News Release Details

Presented compelling preclinical data at 2022 AACR Annual Meeting supporting clinical development of potentially best-in-class programs

Initial Phase 1b monotherapy data for ERAS-007 and Phase 1 monotherapy data for ERAS-601 expected in H2 2022; IND filing for ERAS-3490 on track for H2 2022

Strong balance sheet with cash of $422 million expected to fund operations into H2 2024

SAN DIEGO, May 12, 2022 (GLOBE NEWSWIRE) -- Erasca, Inc. (Nasdaq: ERAS), a clinical-stage precision oncology company singularly focused on discovering, developing, and commercializing therapies for patients with RAS/MAPK pathway-driven cancers, today reported financial results for the fiscal quarter ended March 31, 2022, and provided business updates.

“This quarter, we continued to advance our pipeline well. In addition to progressing our ERK1/2 inhibitor ERAS-007 and our SHP2 inhibitor ERAS-601 in their respective clinical trials, we also achieved first patient dosing for our CNS-penetrant EGFR inhibitor ERAS-801,” said Jonathan E. Lim, M.D., Erasca’s chairman, CEO, and co-founder. “We presented preclinical data in six posters at this year’s AACR meeting supporting the clinical development of our potentially best-in-class programs, including ERAS-007, ERAS-601, and ERAS-3490 (CNS-penetrant KRAS G12C inhibitor). We were delighted to host a webinar with Dr. Scott Kopetz from MD Anderson Cancer Center discussing the unmet need and therapeutic opportunities targeting cancers driven by the RAS/MAPK pathway, with a particular focus in gastrointestinal cancers.”

Dr. Lim continued, “We remain on track to report Phase 1b monotherapy data for ERAS-007 in HERKULES-1 and Phase 1 monotherapy data for ERAS-601 in FLAGSHP-1 in the second half of 2022. These data will include preliminary monotherapy safety and pharmacokinetics to support dose selection for combinations of ERAS-007 and ERAS-601. We also remain on track to file an IND for ERAS-3490 in the second half of 2022. As we look ahead, our pipeline continues to demonstrate encouraging therapeutic potential, our cash position remains strong, and we are highly focused on continued execution throughout the year.”

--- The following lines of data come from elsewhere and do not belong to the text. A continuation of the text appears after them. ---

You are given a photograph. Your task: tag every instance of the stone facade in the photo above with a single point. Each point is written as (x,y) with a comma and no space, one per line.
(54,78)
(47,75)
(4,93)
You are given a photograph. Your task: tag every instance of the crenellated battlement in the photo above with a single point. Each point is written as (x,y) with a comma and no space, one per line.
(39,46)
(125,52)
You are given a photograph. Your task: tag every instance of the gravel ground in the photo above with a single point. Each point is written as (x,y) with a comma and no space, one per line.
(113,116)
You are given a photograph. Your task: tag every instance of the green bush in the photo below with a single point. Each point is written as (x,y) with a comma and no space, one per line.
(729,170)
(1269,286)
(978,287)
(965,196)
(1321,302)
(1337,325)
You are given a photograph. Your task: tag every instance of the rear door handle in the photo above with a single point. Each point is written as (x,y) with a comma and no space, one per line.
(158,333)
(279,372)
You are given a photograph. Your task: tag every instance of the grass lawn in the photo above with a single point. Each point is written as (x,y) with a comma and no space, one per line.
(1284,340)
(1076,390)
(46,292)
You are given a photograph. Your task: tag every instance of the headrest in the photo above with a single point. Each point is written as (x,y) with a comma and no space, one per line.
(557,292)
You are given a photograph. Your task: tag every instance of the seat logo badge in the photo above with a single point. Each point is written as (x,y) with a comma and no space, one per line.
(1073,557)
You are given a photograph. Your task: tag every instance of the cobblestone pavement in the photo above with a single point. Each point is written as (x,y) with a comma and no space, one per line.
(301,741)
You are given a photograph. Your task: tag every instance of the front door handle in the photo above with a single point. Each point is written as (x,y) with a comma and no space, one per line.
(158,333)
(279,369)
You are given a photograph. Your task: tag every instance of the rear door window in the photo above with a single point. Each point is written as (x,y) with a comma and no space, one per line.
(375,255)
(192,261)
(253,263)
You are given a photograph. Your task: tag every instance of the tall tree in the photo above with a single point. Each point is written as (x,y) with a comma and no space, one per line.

Research and Development Highlights

• Dosed First Patient in THUNDERBBOLT-1 Trial: In February 2022, Erasca dosed the first patient in THUNDERBBOLT-1, a Phase 1 trial evaluating ERAS-801 for the treatment of recurrent glioblastoma multiforme (rGBM)
• Presented Six Posters at the 2022 AACR Annual Meeting: In April 2022, Erasca presented six poster presentations at the American Association for Cancer Research (AACR) Annual Meeting. These posters featured data supporting the clinical development of programs with best-in-class potential, including ERK1/2 inhibitor ERAS-007, SHP2 inhibitor ERAS-601, and central nervous system (CNS)-penetrant KRAS G12C inhibitor ERAS-3490
• Hosted KOL Investor Webinar on AACR Data: In April 2022, Erasca hosted an investor webinar highlighting its 2022 AACR presentations and featuring a presentation by key opinion leader (KOL) Scott Kopetz, M.D., Ph.D., of MD Anderson Cancer Center
  

Corporate Highlights

• Strengthened Executive Leadership: In January 2022, Erasca appointed Lisa Tesvich-Bonora, Ph.D., as Chief People Officer and promoted Robert Shoemaker, Ph.D., to Senior Vice President of Research
• Entered into a Clinical Trial Collaboration and Supply Agreement (CTCSA) with Lilly: In March 2022, Erasca announced that it had entered into a CTCSA under which Lilly will supply its EGFR inhibitor cetuximab (ERBITUX®) at no cost in connection with a clinical proof-of-concept study evaluating ERAS-007 in combination with the BRAF inhibitor encorafenib and cetuximab for the treatment of patients with BRAF V600E-mutant metastatic colorectal cancer (CRC) as part of the ongoing Phase 1b/2 HERKULES-3 trial. This agreement complements the CTCSA previously entered into with Pfizer for Pfizer’s BRAF inhibitor encorafenib (BRAFTOVI®)
• Expanded Board of Directors: In April 2022, Erasca appointed Jean Liu to its board of directors and to its audit committee
• Opened New Corporate Headquarters: In April 2022, Erasca opened its new corporate headquarters in San Diego, CA, to accommodate and unify an expanded employee base

Key Upcoming Milestones

• HERKULES-1: Phase 1b/2 trial for ERAS-007 in patients with advanced solid tumors
  • Initial Phase 1b monotherapy data expected in second half of 2022
• HERKULES-3: Phase 1b/2 trial for ERAS-007 in patients with gastrointestinal malignancies
  • Initial Phase 1b combination data expected between the fourth quarter of 2022 and the first half of 2023
• FLAGSHP-1: Phase 1/1b trial for ERAS-601 in patients with advanced solid tumors
  • Initial Phase 1 monotherapy data expected in second half of 2022
  • Initial Phase 1b combination data in triple wildtype (KRAS/NRAS/BRAF wildtype) CRC expected between the fourth quarter of 2022 and the first half of 2023
• ERAS-3490: CNS-penetrant KRAS G12C inhibitor
  • IND filing expected in second half of 2022
    

First Quarter 2022 Financial Results
Cash Position: Cash, cash equivalents, and marketable securities were $421.8 million as of March 31, 2022, compared to $459.2 million as of December 31, 2021. Erasca expects its current cash, cash equivalents, and marketable securities to fund operations into the second half of 2024.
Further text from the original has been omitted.